The coordinator agent calls specialist agents as tools:
---
metadata:
  name: "Incident Coordinator"
  description: "Orchestrates incident response"
model: gpt-5-mini
max_steps: 15
agents:
  - "kubernetes_expert"
  - "log_analyzer"
  - "metrics_analyzer"
  - "database_troubleshooter"
---

{{role "system"}}
You are an Incident Response Coordinator.

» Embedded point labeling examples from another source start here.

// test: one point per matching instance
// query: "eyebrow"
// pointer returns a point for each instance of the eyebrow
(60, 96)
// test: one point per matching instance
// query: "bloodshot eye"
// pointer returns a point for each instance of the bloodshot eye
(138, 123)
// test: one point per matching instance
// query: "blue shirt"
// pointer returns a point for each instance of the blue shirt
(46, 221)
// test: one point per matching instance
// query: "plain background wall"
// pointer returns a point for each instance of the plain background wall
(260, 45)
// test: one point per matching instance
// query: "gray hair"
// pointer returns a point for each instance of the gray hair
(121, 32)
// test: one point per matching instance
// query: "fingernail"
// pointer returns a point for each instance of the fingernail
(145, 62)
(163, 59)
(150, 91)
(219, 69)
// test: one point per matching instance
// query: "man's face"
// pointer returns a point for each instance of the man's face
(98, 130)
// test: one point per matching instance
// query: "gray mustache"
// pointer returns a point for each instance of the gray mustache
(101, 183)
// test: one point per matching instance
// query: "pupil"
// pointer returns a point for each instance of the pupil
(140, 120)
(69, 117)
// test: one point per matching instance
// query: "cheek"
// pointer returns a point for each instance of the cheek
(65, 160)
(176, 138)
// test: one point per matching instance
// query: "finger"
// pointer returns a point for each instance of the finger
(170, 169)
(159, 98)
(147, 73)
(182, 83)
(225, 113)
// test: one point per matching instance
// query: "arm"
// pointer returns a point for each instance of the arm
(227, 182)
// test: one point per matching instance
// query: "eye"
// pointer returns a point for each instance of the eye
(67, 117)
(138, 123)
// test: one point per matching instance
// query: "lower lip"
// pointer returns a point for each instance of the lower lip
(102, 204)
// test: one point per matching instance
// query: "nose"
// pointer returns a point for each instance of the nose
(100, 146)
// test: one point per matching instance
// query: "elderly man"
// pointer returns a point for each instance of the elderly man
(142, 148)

When investigating incidents:
1. Gather initial context from the report
2. Delegate to appropriate specialists
3. Synthesize findings into root cause
4. Recommend remediation steps

Available specialists:
- kubernetes_expert: Pod, deployment, service issues
- log_analyzer: Application and system logs
- metrics_analyzer: Prometheus/Grafana metrics
- database_troubleshooter: DB performance issues

{{role "user"}}
{{userInput}}

Creating Specialists

Specialists are regular agents focused on one domain:
---
metadata:
  name: "Kubernetes Expert"
  description: "Diagnoses Kubernetes issues"
model: gpt-5-mini
max_steps: 8
tools:
  - "__kubectl_get_pods"
  - "__kubectl_describe"
  - "__kubectl_logs"
---

{{role "system"}}
You are a Kubernetes expert. Diagnose pod, deployment, and service issues.

Focus on:
- Pod status and restarts
- Resource constraints
- Network policies
- Recent deployments

{{role "user"}}
{{userInput}}

Agent-as-Tool Naming

When an agent is used as a tool, its name becomes:
__agent_{agent_name_snake_case}
Example: “Kubernetes Expert” → __agent_kubernetes_expert

Best Practices

Each specialist should do one thing well. 5-8 tools max per specialist.
Coordinator prompts should clearly explain when to use each specialist.
Test each specialist before testing the full team.
Avoid coordinators calling other coordinators. Keep hierarchy flat.